LI Leaders Agree: There Is A Failure Of Leadership At LIPA Headquarters
Published on November 12, 2012 · Filed Under Business
(Long island, NY) Suffolk County Executive Steve Bellone recently chimed in with countless other Long Island government officials in denouncing the perceived lack of effectiveness of the Long Island Power Authority (LIPA) in restoring electricity to the nearly one million of its customers who were put in the dark two weeks ago by Hurricane Sandy.
“There is a failure of leadership at LIPA headquarters and we are now communicating directly with substations to restore power to Suffolk County residents,” Bellone said. “We want to make sure that the resources are going to stay here in Suffolk County and be deployed as effectively as possible.”
Rampant complaints of both government officials and local residents tell the tale- that LIPA was ill-prepared for the task they had ample warning to be ready for; that communication between LIPA and its customers and leaders of local municipalities was nearly non-existent; and that, two weeks after Hurricane Sandy touched down upon Long Island, there are still over 100,000 LIPA customers in the dark and cold.

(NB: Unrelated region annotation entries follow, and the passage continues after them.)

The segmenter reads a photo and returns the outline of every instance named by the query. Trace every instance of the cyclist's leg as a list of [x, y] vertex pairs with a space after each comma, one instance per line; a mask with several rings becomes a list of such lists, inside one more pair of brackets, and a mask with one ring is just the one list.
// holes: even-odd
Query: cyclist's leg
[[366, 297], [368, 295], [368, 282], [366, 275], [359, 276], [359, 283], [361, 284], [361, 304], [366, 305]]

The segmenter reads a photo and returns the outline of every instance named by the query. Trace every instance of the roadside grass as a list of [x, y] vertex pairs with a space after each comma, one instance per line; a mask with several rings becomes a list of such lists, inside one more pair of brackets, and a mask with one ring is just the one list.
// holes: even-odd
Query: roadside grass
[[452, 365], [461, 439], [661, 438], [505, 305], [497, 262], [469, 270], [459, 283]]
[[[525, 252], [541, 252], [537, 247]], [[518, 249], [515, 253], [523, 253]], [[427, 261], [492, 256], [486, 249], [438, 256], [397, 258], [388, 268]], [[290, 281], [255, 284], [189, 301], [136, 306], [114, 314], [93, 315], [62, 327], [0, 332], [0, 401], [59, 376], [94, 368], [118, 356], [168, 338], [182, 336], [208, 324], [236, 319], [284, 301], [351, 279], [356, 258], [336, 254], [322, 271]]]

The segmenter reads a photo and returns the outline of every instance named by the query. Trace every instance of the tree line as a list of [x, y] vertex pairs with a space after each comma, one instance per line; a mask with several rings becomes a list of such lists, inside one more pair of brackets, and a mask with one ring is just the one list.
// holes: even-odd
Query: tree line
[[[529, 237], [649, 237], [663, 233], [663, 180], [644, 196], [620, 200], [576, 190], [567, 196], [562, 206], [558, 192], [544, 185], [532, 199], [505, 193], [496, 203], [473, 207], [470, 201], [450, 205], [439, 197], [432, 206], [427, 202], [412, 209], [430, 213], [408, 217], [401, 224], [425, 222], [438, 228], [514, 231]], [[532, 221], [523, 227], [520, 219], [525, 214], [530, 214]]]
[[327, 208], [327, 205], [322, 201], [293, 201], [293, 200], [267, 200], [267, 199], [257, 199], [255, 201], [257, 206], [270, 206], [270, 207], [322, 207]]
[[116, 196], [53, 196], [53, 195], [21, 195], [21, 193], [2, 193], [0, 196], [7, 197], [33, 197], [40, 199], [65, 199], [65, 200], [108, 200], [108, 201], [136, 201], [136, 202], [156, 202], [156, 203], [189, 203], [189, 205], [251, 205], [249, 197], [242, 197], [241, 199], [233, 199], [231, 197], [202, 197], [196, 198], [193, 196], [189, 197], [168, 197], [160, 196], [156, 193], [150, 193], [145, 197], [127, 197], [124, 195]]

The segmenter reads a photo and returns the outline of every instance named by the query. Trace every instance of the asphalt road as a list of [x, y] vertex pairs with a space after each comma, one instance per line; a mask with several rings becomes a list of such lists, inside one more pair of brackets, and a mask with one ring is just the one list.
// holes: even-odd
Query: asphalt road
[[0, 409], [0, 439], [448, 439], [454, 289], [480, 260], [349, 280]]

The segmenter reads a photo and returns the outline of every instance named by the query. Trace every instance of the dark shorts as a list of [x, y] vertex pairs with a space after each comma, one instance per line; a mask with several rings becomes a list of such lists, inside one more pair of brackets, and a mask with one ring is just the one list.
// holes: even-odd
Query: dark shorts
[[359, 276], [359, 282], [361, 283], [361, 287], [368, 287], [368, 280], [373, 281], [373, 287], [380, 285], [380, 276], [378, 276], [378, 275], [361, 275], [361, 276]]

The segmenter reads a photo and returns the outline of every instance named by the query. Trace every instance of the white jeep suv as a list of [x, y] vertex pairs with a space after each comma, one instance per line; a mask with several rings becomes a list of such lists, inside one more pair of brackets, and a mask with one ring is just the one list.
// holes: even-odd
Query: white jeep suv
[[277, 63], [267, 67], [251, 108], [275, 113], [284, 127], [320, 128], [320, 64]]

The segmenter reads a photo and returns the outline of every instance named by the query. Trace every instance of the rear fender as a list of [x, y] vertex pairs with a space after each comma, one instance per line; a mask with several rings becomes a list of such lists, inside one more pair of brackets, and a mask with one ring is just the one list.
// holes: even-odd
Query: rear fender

Other issues stemmed from a required inspection process LIPA claimed that they needed to undergo before restoring power to various homes across Long Island; a process they later revealed was not due to ensuring public safety, but instead to satisfy liability concerns, something that Bellone expressed sheer disgust with.
“The failures with the inspection process was key in understand that LIPA is incapable of dealing with this situation,” Bellone said. “But I’m not just going to stand here and throw bricks. There is a failure of leadership and we’re going to provide it.”
Town of Oyster Bay (TOB) Supervisor John Venditto is another local official who offered harsh criticism of LIPA’s restoration efforts.
“LIPA has totally failed us,” he said. “After the storm TOB trucks went out and cut down trees and cleared roadways so that LIPA could do their job, an their response has been vile and it has been vulgar. There’s a lot of suffering going on in this town, and people can not get LIPA on the phone, and they can’t even answer the simplest of questions that I have posed to them. There should be a day or reckoning for the people at LIPA who didn’t do their job.”
Nassau County Executive Edward Mangano also agreed that LIPA is clearly not up to their appointed task, and recently called upon the federal government to intervene to help restore power to Long Island.
“Over the last 11 days, I have spent much time with individuals whose voices are not being heard but whose cries for help are defining the extent of our region’s anguish and pain,” he said. “To put it into terms that Washington can readily understand, LIPA’s power is at Defcon Two. The power condition is beyond urgent. The Federal government must shake up and wake up LIPA to get the power turned on.”